Dans un deuxième mouvement, il s’agit, pour chaque organisation, équipe, personne, de réinventer le sens de cette crise qui vient ébranler nos fondations et nos certitudes : qu’est-ce que cet événement non choisi nous demande de commencer à faire, cesser de faire, faire différemment ? En quoi est-ce un cadeau, une invitation inespérée à laisser tomber de vieilles façons de faire, à oser se lancer dans une nouvelle manière de rendre un service et pourquoi pas un nouveau service ou produit ? Où voulons-nous aller, quelle vision pouvons-nous développer, ou réaffirmer à la faveur de cette crise, qui nous permettra de redevenir acteur, plutôt qu’objet ? Des secteurs entiers de l’économie sont invités à se réinventer, pensons par exemple aux soins d’esthétique ou de coiffure, à l’art, à l’enseignement, aux fleuristes..La pire chose qui pourrait nous arriver comme humain, ce serait d’arrêter de rêver. Créons notre futur, demain commence aujourd’hui.

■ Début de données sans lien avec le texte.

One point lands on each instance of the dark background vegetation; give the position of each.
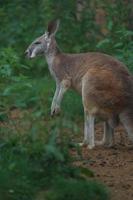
(34, 147)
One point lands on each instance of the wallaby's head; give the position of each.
(44, 43)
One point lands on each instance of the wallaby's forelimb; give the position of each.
(61, 88)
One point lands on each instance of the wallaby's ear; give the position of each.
(53, 27)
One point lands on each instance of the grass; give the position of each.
(35, 160)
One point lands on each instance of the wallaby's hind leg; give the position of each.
(88, 131)
(126, 119)
(108, 137)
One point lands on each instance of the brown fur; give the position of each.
(104, 83)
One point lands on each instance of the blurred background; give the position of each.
(26, 88)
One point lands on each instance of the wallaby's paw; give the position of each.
(99, 143)
(90, 146)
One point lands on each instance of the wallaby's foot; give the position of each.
(55, 111)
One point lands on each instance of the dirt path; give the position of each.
(113, 166)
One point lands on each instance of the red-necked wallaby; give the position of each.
(104, 83)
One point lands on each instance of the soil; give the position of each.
(113, 166)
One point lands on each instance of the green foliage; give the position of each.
(31, 159)
(76, 189)
(29, 165)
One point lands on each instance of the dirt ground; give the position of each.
(113, 166)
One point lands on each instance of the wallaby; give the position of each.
(104, 83)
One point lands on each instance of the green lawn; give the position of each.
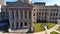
(58, 29)
(38, 27)
(50, 25)
(54, 32)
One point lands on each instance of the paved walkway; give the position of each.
(47, 31)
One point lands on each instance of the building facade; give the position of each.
(22, 14)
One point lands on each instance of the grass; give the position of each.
(58, 29)
(50, 25)
(54, 32)
(38, 27)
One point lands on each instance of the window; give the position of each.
(50, 14)
(42, 13)
(17, 14)
(21, 24)
(56, 14)
(39, 9)
(57, 9)
(39, 13)
(53, 14)
(55, 18)
(54, 9)
(51, 9)
(25, 23)
(50, 17)
(25, 14)
(21, 14)
(17, 24)
(34, 10)
(29, 14)
(34, 14)
(12, 24)
(12, 14)
(42, 9)
(45, 9)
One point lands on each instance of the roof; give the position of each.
(19, 4)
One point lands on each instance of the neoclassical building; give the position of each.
(22, 14)
(19, 14)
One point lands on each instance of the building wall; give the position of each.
(20, 19)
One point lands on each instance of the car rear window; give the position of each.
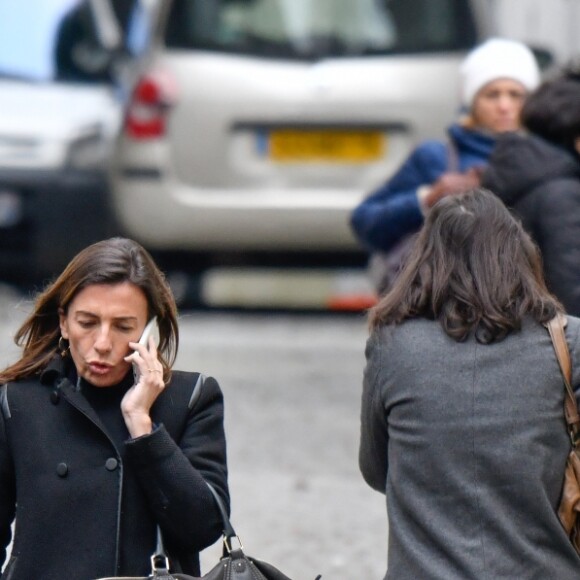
(313, 29)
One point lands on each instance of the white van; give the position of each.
(257, 125)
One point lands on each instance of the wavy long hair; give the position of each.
(111, 261)
(474, 269)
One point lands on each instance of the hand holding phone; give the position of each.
(152, 329)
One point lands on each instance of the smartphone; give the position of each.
(152, 329)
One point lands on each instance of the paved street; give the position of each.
(292, 390)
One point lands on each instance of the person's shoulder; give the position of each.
(430, 148)
(410, 330)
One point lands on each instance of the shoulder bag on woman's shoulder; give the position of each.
(233, 565)
(569, 508)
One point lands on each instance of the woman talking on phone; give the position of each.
(101, 442)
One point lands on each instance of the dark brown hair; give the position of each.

Le troisième mouvement nous invite à soutenir la capacité et l’agilité des personnes et des équipes à évoluer dans cet environnement devenu chaotique, mouvant, incertain, complexe, fait de changements continus. Cela prend du courage, pour aller dans l’inconnu et un monde pour lequel nous n’avons plus de repère. Mais quand tout s’effondre, c’est aussi une invitation à tout reconstruire. Cultiver le droit à l’erreur, reconnaître que l’on ne sait pas, changer les standards d’exigence, accepter l’imperfection au quotidien, identifier l’essentiel, oser sortir du cadre, deviennent des comportements essentiels à adopter par tous, au sein des organisations, pour stimuler l’innovation et la capacité à se transformer dans l’adversité. C’est la clé pour accélérer la capacité à rebondir. Il s’agit du « ressort invisible », ce mouvement opéré par les blessés de la vie, pour redonner du sens à l’épreuve. Le « ressort » transforme l’obstacle en tremplin et permet de se propulser plus loin, ou ailleurs, pour créer de nouveaux espaces de développement.

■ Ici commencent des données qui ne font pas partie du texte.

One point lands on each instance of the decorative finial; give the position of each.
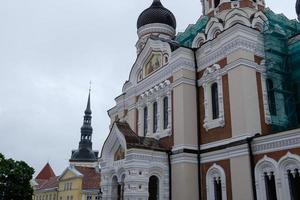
(90, 87)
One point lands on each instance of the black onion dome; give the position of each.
(156, 13)
(298, 7)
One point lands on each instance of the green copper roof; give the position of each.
(186, 38)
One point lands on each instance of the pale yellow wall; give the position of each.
(45, 195)
(184, 181)
(241, 178)
(75, 191)
(243, 94)
(185, 110)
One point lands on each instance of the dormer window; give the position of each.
(217, 2)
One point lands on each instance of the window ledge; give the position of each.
(220, 122)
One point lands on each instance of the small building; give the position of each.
(46, 184)
(77, 183)
(81, 179)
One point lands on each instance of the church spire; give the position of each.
(85, 152)
(86, 129)
(88, 106)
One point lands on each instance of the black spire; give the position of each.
(85, 152)
(298, 8)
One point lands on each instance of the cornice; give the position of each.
(233, 39)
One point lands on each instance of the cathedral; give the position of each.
(211, 113)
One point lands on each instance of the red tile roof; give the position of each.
(91, 177)
(48, 184)
(45, 173)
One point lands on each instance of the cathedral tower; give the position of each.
(155, 21)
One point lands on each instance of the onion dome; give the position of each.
(156, 13)
(298, 8)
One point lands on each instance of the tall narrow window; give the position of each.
(153, 188)
(217, 2)
(294, 182)
(154, 117)
(270, 186)
(214, 101)
(145, 121)
(271, 97)
(166, 114)
(218, 189)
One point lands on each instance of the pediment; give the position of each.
(70, 173)
(155, 55)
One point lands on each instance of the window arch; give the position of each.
(266, 177)
(166, 112)
(216, 183)
(155, 117)
(215, 101)
(271, 97)
(289, 167)
(153, 188)
(145, 120)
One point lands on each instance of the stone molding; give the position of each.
(262, 145)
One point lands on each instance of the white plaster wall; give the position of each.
(184, 181)
(243, 94)
(184, 110)
(241, 178)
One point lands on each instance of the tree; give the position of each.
(15, 179)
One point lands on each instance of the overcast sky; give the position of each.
(49, 52)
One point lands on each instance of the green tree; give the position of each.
(15, 179)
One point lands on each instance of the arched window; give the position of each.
(145, 121)
(289, 167)
(266, 175)
(166, 114)
(217, 2)
(294, 182)
(153, 188)
(271, 97)
(218, 188)
(115, 188)
(154, 117)
(270, 185)
(216, 183)
(215, 101)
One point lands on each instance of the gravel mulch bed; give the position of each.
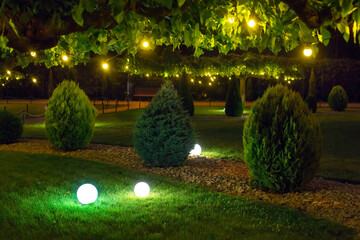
(333, 200)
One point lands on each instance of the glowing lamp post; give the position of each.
(87, 193)
(307, 52)
(196, 150)
(142, 189)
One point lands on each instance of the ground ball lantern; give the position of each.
(196, 150)
(87, 193)
(142, 189)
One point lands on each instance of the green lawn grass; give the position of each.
(222, 138)
(38, 201)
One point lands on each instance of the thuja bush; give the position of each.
(70, 117)
(338, 98)
(185, 94)
(163, 135)
(10, 127)
(282, 142)
(233, 104)
(311, 102)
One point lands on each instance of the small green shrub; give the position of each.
(10, 127)
(282, 142)
(185, 94)
(70, 117)
(338, 98)
(233, 104)
(311, 102)
(163, 135)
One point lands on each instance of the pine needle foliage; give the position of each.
(10, 127)
(163, 135)
(70, 117)
(233, 105)
(185, 94)
(282, 141)
(338, 99)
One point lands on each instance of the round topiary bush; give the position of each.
(10, 127)
(163, 135)
(282, 142)
(70, 117)
(311, 102)
(338, 99)
(233, 104)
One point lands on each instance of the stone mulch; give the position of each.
(333, 200)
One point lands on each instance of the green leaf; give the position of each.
(14, 28)
(77, 14)
(181, 2)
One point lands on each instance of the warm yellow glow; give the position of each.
(231, 20)
(145, 44)
(251, 23)
(105, 66)
(307, 52)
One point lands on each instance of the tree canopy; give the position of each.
(79, 28)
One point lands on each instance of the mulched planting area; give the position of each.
(333, 200)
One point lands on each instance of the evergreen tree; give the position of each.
(163, 135)
(185, 94)
(233, 105)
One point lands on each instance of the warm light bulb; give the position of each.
(307, 52)
(145, 44)
(142, 189)
(251, 23)
(105, 66)
(87, 193)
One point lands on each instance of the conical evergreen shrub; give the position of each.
(338, 98)
(282, 142)
(185, 94)
(233, 104)
(11, 127)
(163, 135)
(70, 117)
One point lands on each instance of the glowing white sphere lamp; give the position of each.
(142, 189)
(307, 52)
(87, 193)
(251, 23)
(196, 150)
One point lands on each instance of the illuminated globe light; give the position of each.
(87, 193)
(142, 189)
(105, 66)
(145, 44)
(307, 52)
(251, 23)
(196, 150)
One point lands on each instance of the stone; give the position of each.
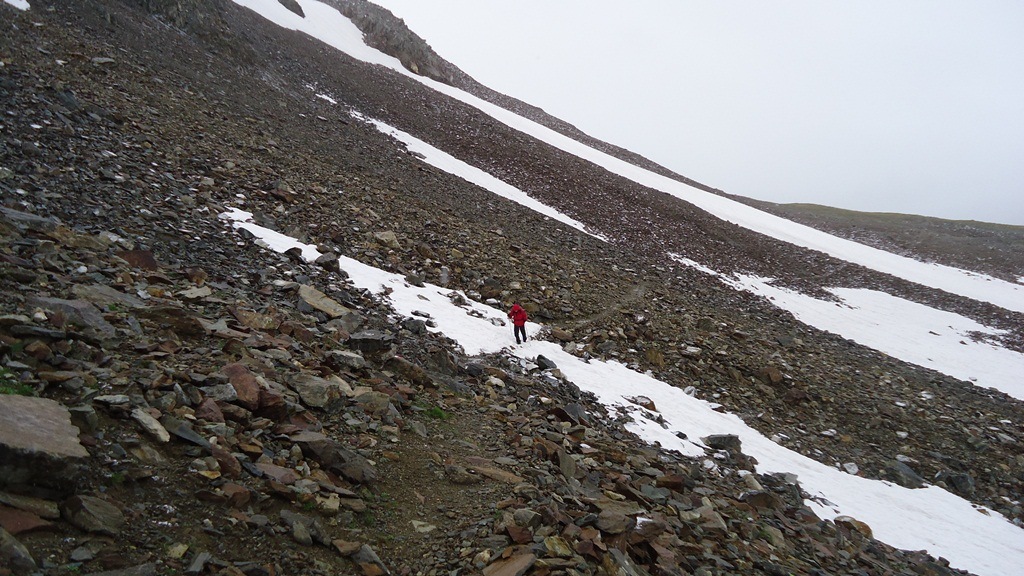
(151, 424)
(209, 410)
(38, 506)
(16, 522)
(183, 430)
(278, 474)
(388, 239)
(961, 483)
(318, 300)
(14, 554)
(142, 259)
(409, 371)
(77, 313)
(545, 364)
(903, 475)
(93, 515)
(727, 442)
(107, 297)
(246, 386)
(38, 443)
(369, 562)
(371, 341)
(516, 565)
(374, 403)
(315, 392)
(854, 525)
(148, 569)
(238, 496)
(346, 359)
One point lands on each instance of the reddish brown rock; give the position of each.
(16, 522)
(229, 465)
(245, 385)
(209, 411)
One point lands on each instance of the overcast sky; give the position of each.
(912, 107)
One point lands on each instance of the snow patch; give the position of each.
(928, 519)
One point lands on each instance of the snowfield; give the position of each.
(931, 519)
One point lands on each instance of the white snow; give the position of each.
(453, 165)
(329, 26)
(969, 536)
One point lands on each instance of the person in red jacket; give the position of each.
(518, 317)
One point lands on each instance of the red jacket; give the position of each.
(518, 316)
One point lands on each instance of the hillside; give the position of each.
(247, 412)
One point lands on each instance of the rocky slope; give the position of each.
(242, 411)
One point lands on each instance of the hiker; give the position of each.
(518, 317)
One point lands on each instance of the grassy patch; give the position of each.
(10, 385)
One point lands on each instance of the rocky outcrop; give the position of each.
(244, 411)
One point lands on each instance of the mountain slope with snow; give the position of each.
(639, 284)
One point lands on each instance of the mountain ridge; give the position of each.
(215, 139)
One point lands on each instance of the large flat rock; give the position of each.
(38, 425)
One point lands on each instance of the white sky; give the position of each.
(930, 519)
(912, 107)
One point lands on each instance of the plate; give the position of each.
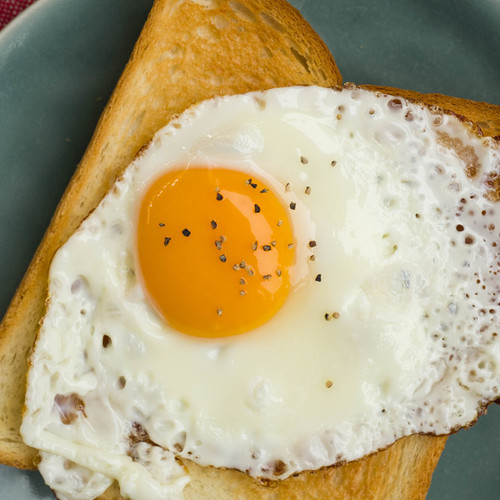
(59, 62)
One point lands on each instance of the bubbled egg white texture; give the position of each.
(390, 326)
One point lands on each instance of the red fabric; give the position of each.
(9, 9)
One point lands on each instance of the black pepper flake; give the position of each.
(329, 316)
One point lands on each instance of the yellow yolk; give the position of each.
(215, 249)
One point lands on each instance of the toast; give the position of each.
(262, 44)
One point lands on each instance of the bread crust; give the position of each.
(231, 47)
(228, 48)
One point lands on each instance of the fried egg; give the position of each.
(280, 281)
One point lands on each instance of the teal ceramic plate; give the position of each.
(60, 60)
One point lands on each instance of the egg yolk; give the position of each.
(215, 250)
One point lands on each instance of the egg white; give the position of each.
(398, 337)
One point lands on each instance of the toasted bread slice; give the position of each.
(226, 48)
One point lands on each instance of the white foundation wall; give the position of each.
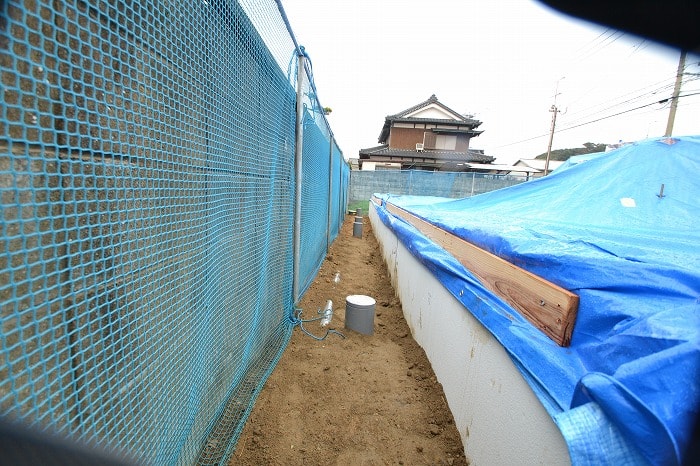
(499, 418)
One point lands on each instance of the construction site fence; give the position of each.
(167, 175)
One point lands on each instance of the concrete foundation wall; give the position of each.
(424, 183)
(499, 418)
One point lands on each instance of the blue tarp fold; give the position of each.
(622, 231)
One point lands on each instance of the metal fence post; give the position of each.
(298, 175)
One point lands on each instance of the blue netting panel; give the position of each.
(147, 181)
(340, 170)
(316, 157)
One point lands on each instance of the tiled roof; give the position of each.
(438, 155)
(432, 100)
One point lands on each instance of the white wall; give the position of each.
(499, 418)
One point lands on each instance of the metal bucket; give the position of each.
(359, 313)
(357, 227)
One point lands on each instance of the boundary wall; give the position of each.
(498, 416)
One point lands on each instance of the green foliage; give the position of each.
(564, 154)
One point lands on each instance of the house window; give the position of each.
(445, 142)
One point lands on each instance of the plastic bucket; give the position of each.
(359, 313)
(357, 227)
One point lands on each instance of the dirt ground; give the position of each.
(362, 400)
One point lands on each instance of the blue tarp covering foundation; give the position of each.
(622, 231)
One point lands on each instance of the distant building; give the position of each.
(427, 136)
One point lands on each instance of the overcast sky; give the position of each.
(501, 61)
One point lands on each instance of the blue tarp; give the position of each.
(623, 232)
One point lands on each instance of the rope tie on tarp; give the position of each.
(298, 321)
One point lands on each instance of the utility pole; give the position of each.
(554, 111)
(674, 98)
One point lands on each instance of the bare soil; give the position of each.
(358, 400)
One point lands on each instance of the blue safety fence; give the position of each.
(147, 154)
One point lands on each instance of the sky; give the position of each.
(501, 61)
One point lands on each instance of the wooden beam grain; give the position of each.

Enfin, la résilience est aussi le fruit de liens, de mains tendues, de nouvelles capacités à travailler et vivre ensemble qui se révèlent dans l’épreuve ou le choc. C’est le « tricotage » des liens avec les autres, maille après maille, qui permet de s’en sortir véritablement. Le mythe du héros solitaire qui traverse seul l’épreuve n’existe que dans les contes et légendes, pour soutenir notre imaginaire et nous donner le courage et la force de traverser les obstacles que nous rencontrons dès l’enfance sur notre route. Mais ces héros sont toujours entourés de personnages plus secondaires, rencontrés miraculeusement, et grâce auxquels ils vaincront l’adversité.

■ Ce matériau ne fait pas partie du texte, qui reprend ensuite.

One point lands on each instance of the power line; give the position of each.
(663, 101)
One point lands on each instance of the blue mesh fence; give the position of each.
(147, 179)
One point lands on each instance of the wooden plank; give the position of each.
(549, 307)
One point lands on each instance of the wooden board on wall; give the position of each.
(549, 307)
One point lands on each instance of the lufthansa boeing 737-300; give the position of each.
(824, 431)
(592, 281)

Le rebond ne se fera que si les personnes, les équipes et les organisations développent de nouvelles synergies, manières de fonctionner ensemble, favorisant la complicité, l’intelligence collective, la collaboration, l’entraide, plutôt que la compétition. La cohésion et la solidarité entre les personnes, et entre les équipes, sont les leviers indispensables pour sortir des silos et rendre les organisations plus agiles et aptes à traverser la turbulence. Il devient essentiel dans chaque équipe, organisation, d’identifier des « toxic handlers » cités par Gilles Teneau et Guy Koninckx, ces personnes invisibles vers lesquelles tous se tournent en cas de difficultés, les confidents, les personnes dotées d’une véritable écoute, qui vont dissoudre les toxines générées par ce stress majeur vécu par tous, grâce à leur capacité de présence et d’empathie. Identifiez ces personnes dans vos équipes, et confiez leur le mandat de soutenir leurs collègues. En conclusion, nous vous invitons, à la faveur de ce tsunami qui nous frappe tous, à apprivoiser la résilience, pour porter un regard différent sur l’épreuve, comme société, comme entreprise, comme individu. Ce sont des révélateurs salutaires, nous invitant à sortir de nos paradigmes, puiser dans de nouvelles forces plus collectives, solidifier nos ancrages et nos relations, faire preuve de créativité, et oser bâtir une vision audacieuse, renouvelée, à partir de modèles d’affaires à réinventer.